Richards's mother, Julia Ward Howe, a poet and philosopher, is remembered as the author of "The Battle Hymn of the Republic."
Richards married Henry Richards, an architect, on 17 June 1871. The couple had five daughters and two sons; they lived in Boston until 1876, when they moved to Gardiner, Maine, where Henry Richards entered the family paper mill. The Richardses remained in Gardiner for the rest of their lives.
In her autobiography, Stepping Westward (1931), Laura Richards suggests that their lives were pleasant, almost enviably so, but there were difficulties even if Richards plays them down. Among their greatest difficulties, aside from the deaths of two of the children, was the burning of the pulp mill in 1893. Although they rebuilt the facility, it closed permanently in 1900. They then opened Camp Merryweather, a summer camp for boys on Lake Cobbosseecontee, one of their most successful ventures, which ran for more than thirty years.
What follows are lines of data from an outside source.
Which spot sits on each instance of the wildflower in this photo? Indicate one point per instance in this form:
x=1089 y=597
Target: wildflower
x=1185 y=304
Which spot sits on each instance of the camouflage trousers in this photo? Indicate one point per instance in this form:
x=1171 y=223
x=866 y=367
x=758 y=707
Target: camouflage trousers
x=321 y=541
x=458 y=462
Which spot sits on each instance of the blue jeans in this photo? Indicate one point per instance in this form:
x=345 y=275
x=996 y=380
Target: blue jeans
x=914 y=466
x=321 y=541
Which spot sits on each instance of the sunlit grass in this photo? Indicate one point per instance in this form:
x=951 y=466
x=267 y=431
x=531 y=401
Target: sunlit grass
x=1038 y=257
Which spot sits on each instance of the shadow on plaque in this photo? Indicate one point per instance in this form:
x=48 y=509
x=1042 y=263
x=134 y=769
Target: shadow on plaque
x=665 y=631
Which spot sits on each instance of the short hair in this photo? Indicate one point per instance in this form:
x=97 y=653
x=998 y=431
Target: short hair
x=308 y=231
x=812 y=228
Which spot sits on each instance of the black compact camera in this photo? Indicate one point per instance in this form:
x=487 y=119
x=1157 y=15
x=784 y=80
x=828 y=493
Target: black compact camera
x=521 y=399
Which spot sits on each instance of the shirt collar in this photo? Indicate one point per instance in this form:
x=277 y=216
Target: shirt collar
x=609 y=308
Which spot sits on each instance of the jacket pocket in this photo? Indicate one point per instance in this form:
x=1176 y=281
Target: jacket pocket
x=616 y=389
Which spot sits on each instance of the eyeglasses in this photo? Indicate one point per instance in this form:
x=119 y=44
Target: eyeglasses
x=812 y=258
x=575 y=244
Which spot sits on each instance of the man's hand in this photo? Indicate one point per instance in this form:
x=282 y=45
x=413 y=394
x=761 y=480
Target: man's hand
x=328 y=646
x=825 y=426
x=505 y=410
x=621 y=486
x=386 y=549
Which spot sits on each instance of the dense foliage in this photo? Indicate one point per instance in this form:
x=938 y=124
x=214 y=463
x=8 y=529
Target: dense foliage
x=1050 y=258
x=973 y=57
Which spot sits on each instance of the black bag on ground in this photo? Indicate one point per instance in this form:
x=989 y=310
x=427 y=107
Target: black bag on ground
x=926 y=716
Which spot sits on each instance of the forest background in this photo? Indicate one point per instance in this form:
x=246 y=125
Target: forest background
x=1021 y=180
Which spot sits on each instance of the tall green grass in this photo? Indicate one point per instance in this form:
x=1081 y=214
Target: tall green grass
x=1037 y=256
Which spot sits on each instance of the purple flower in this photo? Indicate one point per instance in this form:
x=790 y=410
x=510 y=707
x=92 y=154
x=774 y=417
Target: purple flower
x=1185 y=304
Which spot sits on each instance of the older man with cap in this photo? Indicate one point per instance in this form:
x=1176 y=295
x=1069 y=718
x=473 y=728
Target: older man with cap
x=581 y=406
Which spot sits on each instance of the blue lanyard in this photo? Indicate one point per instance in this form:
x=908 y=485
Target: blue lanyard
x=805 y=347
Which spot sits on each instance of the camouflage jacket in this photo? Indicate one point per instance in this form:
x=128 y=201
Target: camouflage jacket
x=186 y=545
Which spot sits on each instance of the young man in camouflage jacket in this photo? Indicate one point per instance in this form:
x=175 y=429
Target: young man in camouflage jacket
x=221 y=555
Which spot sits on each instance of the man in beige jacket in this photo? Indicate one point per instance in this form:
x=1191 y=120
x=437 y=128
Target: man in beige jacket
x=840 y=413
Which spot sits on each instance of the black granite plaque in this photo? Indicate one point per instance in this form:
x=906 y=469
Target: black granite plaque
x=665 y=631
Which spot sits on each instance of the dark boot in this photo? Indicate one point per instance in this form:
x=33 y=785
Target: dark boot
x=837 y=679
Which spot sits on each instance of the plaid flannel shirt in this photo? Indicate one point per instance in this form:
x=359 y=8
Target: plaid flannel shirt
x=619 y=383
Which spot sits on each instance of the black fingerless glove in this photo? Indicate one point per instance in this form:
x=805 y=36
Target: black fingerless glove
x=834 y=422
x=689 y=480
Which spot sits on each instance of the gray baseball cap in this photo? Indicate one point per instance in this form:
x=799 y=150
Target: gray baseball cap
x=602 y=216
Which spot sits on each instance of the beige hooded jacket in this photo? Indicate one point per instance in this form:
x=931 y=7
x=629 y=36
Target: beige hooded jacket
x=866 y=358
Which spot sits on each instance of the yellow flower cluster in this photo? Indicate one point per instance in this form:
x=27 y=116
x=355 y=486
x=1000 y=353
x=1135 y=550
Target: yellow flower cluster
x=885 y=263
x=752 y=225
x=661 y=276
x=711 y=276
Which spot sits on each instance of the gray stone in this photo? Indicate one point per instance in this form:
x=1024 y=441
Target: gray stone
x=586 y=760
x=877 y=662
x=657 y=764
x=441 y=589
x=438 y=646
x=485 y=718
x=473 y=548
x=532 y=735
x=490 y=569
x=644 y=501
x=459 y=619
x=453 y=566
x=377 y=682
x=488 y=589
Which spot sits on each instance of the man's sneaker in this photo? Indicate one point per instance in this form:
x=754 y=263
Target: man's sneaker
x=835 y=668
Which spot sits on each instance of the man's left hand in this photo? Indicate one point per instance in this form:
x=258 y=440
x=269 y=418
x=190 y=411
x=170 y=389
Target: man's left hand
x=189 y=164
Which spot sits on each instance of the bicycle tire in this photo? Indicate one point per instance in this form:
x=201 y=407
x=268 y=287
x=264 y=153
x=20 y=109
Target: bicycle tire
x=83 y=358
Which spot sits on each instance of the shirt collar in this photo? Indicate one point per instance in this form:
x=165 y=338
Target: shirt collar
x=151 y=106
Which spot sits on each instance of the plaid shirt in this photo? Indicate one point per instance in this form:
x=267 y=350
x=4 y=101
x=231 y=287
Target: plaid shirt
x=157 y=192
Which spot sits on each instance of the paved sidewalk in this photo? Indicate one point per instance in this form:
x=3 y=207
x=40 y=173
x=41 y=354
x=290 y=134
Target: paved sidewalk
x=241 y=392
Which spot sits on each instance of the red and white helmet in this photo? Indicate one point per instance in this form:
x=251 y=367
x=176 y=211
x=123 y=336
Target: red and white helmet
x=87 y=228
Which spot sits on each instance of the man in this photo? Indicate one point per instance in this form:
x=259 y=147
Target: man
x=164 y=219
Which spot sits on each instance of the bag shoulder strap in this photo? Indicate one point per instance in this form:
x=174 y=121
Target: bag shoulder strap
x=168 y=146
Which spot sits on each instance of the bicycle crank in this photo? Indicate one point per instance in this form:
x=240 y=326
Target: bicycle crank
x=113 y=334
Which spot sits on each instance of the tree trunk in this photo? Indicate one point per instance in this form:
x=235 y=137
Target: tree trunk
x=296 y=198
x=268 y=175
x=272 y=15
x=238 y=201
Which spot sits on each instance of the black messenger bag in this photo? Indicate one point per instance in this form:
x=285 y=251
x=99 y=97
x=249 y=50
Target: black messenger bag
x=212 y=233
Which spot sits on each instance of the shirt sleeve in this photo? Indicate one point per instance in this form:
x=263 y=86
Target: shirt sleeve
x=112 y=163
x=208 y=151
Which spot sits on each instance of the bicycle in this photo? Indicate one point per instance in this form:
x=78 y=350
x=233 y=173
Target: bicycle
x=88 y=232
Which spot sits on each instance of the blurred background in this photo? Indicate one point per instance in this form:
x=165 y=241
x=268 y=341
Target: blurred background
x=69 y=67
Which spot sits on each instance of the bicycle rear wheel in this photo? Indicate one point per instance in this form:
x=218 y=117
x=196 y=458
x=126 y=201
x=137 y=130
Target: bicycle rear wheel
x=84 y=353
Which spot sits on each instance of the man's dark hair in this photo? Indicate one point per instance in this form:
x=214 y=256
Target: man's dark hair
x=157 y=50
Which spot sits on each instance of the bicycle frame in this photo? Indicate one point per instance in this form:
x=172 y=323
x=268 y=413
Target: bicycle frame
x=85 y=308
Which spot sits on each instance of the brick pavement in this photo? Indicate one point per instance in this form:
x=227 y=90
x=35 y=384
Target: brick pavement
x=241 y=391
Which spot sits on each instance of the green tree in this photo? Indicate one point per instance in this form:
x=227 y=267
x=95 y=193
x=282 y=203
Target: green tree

It is evident that one of their problems was economic and that Laura Richards wrote, at least in part, to help out financially. After 1900, Camp Merryweather seems to have been their main source of income.
If Richards's autobiography has a failing, it is her extreme reluctance to reveal much about herself and even less about her own feelings; it is more of a record of her and her family's external lives, almost completely lacking the intimacy of really good autobiography.